Just Launch the Darn Thing
Instead of trying to launch a perfect product or feature, it’s almost always necessary to spec an ideal product or feature and then adjust the spec for the resources at hand and the current competitive landscape. “Just launch the darn thing” is almost always the implicit, and sometimes, the explicit, mandate. Entering the market, even with a suboptimal but competitive product, also raises the cost of entry for future and current competitors, as an edge is gained in acquiring customers. After entry, competitors must take the (our) feature, product, or site into account.

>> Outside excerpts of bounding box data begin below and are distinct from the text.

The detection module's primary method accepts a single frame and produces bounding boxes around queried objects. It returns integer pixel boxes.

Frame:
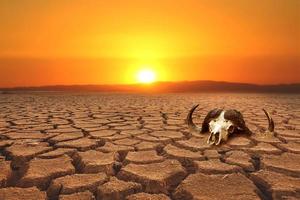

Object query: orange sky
[0,0,300,87]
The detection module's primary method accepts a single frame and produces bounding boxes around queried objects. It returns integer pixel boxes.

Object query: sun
[137,69,156,83]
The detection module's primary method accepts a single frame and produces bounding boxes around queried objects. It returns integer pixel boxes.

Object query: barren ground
[0,93,300,200]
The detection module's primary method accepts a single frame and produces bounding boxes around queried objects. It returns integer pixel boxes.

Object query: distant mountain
[0,81,300,94]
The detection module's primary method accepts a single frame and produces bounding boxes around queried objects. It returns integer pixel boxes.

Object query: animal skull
[187,105,274,145]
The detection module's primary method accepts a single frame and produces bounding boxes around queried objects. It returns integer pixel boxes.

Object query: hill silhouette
[0,81,300,93]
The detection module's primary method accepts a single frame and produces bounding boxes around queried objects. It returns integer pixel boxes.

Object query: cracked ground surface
[0,93,300,200]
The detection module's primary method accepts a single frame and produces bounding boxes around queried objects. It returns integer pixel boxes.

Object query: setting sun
[137,69,156,83]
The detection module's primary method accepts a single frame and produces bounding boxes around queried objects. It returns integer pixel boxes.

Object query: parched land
[0,92,300,200]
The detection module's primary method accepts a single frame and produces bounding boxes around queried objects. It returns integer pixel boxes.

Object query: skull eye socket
[228,125,235,133]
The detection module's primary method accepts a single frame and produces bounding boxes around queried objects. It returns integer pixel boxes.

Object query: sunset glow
[137,69,156,83]
[0,0,300,87]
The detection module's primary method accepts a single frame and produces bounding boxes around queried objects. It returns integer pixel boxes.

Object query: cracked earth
[0,93,300,200]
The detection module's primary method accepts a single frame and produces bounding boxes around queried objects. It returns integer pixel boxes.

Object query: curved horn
[186,104,201,132]
[262,109,275,132]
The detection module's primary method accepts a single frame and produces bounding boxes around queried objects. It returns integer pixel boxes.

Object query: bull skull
[187,105,274,145]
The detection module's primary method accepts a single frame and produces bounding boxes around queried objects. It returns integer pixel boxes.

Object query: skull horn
[262,109,275,132]
[186,104,201,133]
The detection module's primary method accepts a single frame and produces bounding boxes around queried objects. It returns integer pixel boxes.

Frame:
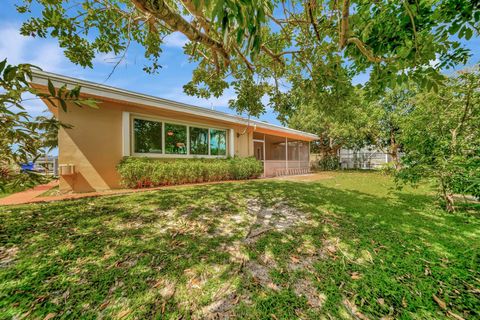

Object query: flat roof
[31,70,319,140]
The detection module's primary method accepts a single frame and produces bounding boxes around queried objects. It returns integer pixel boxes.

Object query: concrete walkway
[0,180,58,205]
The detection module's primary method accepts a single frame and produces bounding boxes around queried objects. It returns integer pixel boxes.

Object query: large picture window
[190,127,208,155]
[133,119,162,153]
[210,129,227,156]
[131,117,227,158]
[165,123,187,154]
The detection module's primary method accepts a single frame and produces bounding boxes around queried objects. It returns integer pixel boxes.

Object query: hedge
[117,157,263,188]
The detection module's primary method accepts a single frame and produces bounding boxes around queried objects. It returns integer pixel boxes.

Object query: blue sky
[0,0,480,124]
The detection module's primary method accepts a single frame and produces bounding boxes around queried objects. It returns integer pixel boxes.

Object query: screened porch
[253,132,310,177]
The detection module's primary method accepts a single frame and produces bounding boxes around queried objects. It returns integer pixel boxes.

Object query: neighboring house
[28,71,318,192]
[338,146,403,169]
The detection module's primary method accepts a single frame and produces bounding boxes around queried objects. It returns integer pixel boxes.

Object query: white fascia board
[31,70,319,139]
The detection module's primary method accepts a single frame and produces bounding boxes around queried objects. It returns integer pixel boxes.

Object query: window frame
[129,113,230,159]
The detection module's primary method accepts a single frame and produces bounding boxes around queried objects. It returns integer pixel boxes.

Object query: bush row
[117,157,263,188]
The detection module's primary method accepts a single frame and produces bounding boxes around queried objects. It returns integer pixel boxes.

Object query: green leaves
[0,60,98,187]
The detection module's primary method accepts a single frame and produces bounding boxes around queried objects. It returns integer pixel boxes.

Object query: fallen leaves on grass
[447,311,465,320]
[343,299,368,320]
[432,295,447,310]
[43,312,57,320]
[350,271,362,280]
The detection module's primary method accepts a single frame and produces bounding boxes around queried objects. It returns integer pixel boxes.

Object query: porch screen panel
[265,135,287,177]
[288,140,298,161]
[298,141,310,163]
[165,123,187,154]
[133,119,162,153]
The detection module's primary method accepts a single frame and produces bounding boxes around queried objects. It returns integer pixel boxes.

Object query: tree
[286,87,375,157]
[18,0,480,115]
[398,67,480,211]
[370,84,417,170]
[0,60,97,189]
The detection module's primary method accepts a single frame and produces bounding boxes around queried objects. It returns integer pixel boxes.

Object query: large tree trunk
[388,130,400,171]
[440,176,455,212]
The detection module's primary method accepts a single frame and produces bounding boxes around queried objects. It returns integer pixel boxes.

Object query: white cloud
[93,52,128,68]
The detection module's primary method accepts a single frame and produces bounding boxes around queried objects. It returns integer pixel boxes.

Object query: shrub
[117,157,263,188]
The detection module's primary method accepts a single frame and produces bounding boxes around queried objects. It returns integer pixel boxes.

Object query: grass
[0,172,480,319]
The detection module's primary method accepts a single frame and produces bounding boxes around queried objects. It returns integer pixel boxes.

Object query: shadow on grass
[0,181,480,319]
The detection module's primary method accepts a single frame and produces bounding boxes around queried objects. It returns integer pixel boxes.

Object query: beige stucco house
[32,71,318,192]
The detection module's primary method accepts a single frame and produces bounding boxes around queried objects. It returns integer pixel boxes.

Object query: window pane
[133,119,162,153]
[190,127,208,155]
[165,123,187,154]
[210,129,227,156]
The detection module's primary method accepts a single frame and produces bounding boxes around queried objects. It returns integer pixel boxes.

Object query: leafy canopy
[18,0,480,117]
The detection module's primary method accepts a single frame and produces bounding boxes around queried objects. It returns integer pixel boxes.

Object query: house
[31,71,318,192]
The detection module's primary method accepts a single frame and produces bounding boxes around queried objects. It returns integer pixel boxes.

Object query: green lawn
[0,172,480,319]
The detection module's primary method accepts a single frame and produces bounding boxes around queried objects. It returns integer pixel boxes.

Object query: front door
[253,141,265,161]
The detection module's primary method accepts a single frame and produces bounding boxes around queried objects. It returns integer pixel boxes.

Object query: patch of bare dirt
[245,199,307,244]
[293,279,327,309]
[0,247,18,268]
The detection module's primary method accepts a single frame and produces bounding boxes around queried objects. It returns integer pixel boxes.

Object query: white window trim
[130,112,233,159]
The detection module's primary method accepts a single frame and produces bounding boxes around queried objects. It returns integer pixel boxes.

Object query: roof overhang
[31,70,319,141]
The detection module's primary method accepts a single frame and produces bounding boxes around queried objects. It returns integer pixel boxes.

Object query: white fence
[310,148,402,169]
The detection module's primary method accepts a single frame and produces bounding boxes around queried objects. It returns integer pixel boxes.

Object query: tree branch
[339,0,350,48]
[131,0,230,64]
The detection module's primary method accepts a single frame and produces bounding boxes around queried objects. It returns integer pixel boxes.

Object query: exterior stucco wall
[57,102,253,192]
[58,103,122,192]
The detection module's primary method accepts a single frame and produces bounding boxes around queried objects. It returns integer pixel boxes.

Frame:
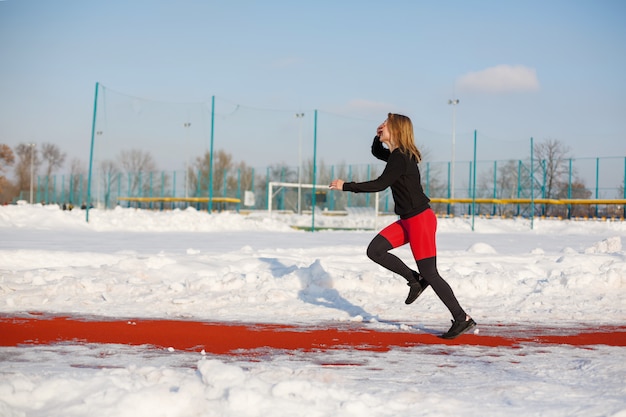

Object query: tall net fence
[30,86,626,223]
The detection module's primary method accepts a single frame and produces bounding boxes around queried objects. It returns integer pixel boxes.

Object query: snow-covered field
[0,205,626,417]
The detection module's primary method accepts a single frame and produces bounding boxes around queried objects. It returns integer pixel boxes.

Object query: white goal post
[267,181,379,217]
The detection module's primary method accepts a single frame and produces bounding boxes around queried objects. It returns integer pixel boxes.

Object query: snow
[0,205,626,417]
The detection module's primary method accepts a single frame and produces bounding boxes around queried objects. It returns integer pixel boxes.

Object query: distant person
[330,113,476,339]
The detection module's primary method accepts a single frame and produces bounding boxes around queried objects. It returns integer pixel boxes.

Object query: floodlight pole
[183,122,190,198]
[28,143,35,204]
[296,113,304,215]
[85,83,100,223]
[448,98,459,199]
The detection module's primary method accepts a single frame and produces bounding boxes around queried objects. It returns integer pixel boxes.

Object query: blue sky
[0,0,626,170]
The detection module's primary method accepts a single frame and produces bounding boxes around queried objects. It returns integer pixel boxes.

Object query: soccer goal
[267,181,386,229]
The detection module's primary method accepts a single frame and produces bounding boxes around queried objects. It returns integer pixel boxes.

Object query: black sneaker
[439,317,476,339]
[404,271,428,304]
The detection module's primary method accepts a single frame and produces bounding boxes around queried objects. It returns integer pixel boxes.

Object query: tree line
[0,139,623,216]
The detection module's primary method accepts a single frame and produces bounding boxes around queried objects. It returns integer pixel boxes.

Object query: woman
[330,113,476,339]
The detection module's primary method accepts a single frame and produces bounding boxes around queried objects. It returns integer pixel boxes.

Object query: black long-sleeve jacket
[343,136,430,219]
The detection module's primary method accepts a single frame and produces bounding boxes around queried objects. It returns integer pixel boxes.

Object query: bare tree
[118,149,157,195]
[41,143,66,177]
[98,159,120,208]
[15,143,41,192]
[0,144,15,202]
[534,139,570,215]
[67,158,87,205]
[187,150,237,195]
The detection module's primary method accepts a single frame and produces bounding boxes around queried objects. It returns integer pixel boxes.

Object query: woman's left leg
[404,209,466,320]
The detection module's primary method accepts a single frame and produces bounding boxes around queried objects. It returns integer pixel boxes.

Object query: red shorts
[379,209,437,261]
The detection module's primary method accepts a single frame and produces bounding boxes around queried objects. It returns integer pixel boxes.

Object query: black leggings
[367,235,466,321]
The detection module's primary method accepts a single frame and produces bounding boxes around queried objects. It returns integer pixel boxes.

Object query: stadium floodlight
[448,98,459,198]
[28,143,35,204]
[296,113,304,214]
[183,122,191,198]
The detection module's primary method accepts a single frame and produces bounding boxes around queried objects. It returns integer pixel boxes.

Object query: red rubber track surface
[0,313,626,354]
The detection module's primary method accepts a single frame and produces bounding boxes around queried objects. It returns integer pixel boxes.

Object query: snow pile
[0,205,626,417]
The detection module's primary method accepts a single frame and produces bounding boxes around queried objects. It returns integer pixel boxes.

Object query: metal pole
[448,99,459,199]
[530,137,535,230]
[472,130,478,231]
[85,83,100,223]
[29,143,35,204]
[296,113,304,214]
[207,96,215,213]
[311,110,317,232]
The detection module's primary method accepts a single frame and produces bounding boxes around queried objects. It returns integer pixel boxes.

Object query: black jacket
[343,136,430,219]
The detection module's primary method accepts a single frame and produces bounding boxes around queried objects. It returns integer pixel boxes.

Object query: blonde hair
[387,113,422,162]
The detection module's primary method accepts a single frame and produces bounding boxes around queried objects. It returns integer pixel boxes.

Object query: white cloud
[457,65,539,93]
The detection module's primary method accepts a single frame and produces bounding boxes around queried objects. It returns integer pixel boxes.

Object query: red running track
[0,313,626,354]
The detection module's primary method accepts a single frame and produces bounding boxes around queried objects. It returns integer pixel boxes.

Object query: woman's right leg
[367,232,415,282]
[367,223,428,304]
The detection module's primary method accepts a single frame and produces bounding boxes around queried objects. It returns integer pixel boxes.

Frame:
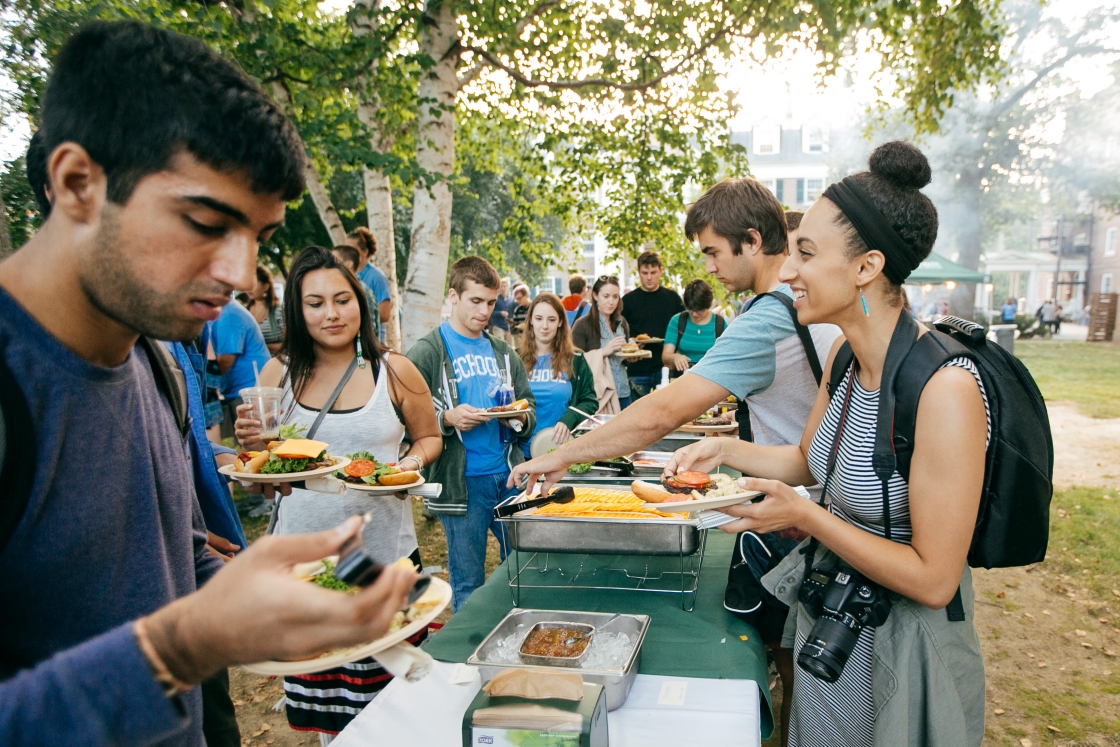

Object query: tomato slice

With site and feature development, the 80/20 rule holds. The spec should meet that 80%, and what gets cut should address the other 20%. When you have to cut features to make launch, remember that development does not end with launch. Keep a list of what gets cut and prioritize that list to be developed later.
This can work if product roadmaps are created, agreed upon, and supported by the leadership. Otherwise, sites and products will be launched and never really improved to cover the 20% that was missing.
This approach can actually help avoid Featuritis, which many software and product teams fall prey to. When working under a timebox, the team must quickly decide what is in, and what is out. And, the hope is to avoid Featuritis while satisfying at least 80% of your target market.
Live with the fact that trade-off’s occur. When they do, do it in such a way that brings the product to market quicker with as many features as is possible. Again, it’s about the customer, but it’s also about the firm’s ability, capability, and current competetive landscape that needs to be taken account.